You might have read Hamlet. Perhaps unwillingly in high school English, perhaps for pleasure since it’s one of the greatest dramatic works in the English language. At one point Gertrude says “The lady doth protest too much, methinks.

Tiger Woods Photo by Paddy Briggs

(Photo credit: Wikipedia)

That line has been used as a figure of speech ever since (and since 1602 means for a long time) to mean that a person’s overly frequent or vehement attempts to convince others of something have ironically helped to convince others that the opposite is true, by making the person look insincere and defensive. Thank you, Wikipedia!

I thought about that quote the other day as Tiger Woods responded to a satirical piece written by the great Dan Jenkins. Jenkins wrote an “interview” with Tiger which was clearly labeled as made up in which Tiger was made to look cheap, dumb, and nasty. What happened next is instructive for all of us and for any business.

The “interview” ran in the print-only edition of a golf magazine.  Had Tiger left it alone, it would have been read by hard-core golfers and died.  Instead, Tiger took it upon himself to issue a 600 word rebuttal on ThePlayersTribune.com which was picked up immediately by the media.  The interest in the controversy grew quickly, and the golf magazine then posted the original article on its website where anyone could read it.  The mostly ignored problem became a front and center issue.  Which is the point.

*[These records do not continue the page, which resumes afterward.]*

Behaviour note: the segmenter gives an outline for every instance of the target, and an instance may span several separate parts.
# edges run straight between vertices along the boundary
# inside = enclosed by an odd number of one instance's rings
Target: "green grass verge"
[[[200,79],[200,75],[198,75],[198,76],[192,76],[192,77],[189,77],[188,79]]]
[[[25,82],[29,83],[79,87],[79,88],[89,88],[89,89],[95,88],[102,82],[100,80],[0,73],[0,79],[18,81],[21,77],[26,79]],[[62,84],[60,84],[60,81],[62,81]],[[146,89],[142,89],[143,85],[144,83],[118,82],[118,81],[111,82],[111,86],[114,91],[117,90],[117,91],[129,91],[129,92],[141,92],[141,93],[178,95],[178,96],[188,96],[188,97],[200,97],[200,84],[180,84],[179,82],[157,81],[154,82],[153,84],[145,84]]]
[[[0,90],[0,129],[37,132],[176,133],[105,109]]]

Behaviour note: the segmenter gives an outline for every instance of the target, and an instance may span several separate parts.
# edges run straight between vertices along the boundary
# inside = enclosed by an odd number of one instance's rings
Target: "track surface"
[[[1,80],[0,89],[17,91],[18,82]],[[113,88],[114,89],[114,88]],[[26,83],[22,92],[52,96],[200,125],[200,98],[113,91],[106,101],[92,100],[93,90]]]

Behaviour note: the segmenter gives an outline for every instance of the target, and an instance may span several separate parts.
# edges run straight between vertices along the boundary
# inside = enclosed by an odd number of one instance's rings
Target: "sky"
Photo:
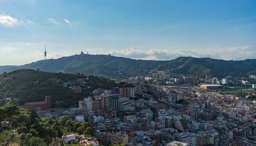
[[[256,59],[256,1],[0,0],[0,65],[78,54]]]

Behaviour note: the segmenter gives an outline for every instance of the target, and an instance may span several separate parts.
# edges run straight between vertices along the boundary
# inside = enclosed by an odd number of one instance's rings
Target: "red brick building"
[[[73,87],[73,90],[74,92],[81,94],[82,93],[82,87],[79,85],[74,85]]]
[[[25,109],[34,111],[43,111],[50,110],[51,106],[51,96],[45,97],[45,101],[27,102],[25,104]]]

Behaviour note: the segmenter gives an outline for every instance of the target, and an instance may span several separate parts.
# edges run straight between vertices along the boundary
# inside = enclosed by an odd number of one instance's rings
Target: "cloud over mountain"
[[[134,47],[121,51],[112,51],[108,52],[113,55],[136,59],[168,60],[179,56],[193,56],[223,59],[225,60],[242,60],[255,59],[256,48],[252,46],[244,46],[230,48],[215,46],[209,49],[160,50],[151,49],[147,51]],[[241,55],[242,54],[242,55]]]

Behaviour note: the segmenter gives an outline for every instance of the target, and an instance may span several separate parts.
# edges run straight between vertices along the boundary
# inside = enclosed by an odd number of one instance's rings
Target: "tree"
[[[70,120],[69,116],[67,115],[61,116],[58,121],[59,125],[62,126],[64,126],[68,120]]]
[[[18,107],[15,105],[9,105],[4,106],[4,108],[7,110],[7,116],[11,118],[13,115],[18,114],[19,112]]]
[[[91,136],[93,136],[94,135],[94,133],[95,133],[95,129],[94,127],[88,127],[86,128],[86,131],[84,131],[83,134],[89,134]]]
[[[29,146],[46,145],[46,144],[44,142],[43,139],[35,136],[31,137],[28,143]]]
[[[6,116],[7,112],[7,109],[5,108],[0,107],[0,120],[2,121]]]

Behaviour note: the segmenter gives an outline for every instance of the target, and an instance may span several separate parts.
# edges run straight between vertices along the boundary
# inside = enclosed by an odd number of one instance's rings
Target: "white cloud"
[[[132,47],[121,51],[108,52],[113,55],[136,59],[168,60],[179,56],[211,57],[225,60],[243,60],[256,59],[256,48],[252,46],[221,48],[214,46],[212,48],[194,50],[173,50],[172,51],[151,49],[144,51]]]
[[[56,24],[59,23],[59,22],[55,21],[55,20],[53,19],[53,18],[50,18],[49,19],[49,20],[54,23]]]
[[[27,23],[28,23],[28,24],[35,24],[35,22],[33,21],[32,20],[26,20],[27,21]]]
[[[0,23],[8,26],[12,26],[18,23],[18,20],[15,18],[12,17],[5,14],[0,14]]]
[[[64,19],[64,21],[65,21],[65,22],[66,22],[66,23],[70,24],[70,22],[69,21],[69,20],[67,20],[66,19]]]
[[[0,52],[13,52],[14,51],[15,51],[16,50],[17,50],[16,48],[13,48],[13,47],[4,47],[0,48]]]

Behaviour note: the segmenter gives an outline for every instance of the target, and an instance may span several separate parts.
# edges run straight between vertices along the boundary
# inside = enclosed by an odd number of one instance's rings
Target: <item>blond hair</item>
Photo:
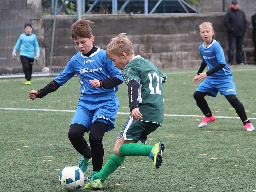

Maybe you’ve heard it called “The Streisand Effect.”  This is when an attempt to hide, remove, or censor a piece of information has the unintended consequence of publicizing the information more widely.  It’s instructive.  By protesting too much we fan the flames of the problem.  Should every negative comment be ignored?  Of course not.  But had Tiger responded publicly (and I’m not sure he should have in this case) with an appreciative chuckle and a wink of the eye (“I’ll have to work harder and adjust my thinking to live up to the bad guy image you made up”), this all would have gone away.  Better would have been a phone call to Jenkins and a quiet meeting someplace to straighten it all out.

There are dozens of examples of companies and individuals choosing the wrong course and triggering The Streisand Effect.  While our emotional response to something false or misleading might be to take that course, the smarter response is to choose another.  What’s yours?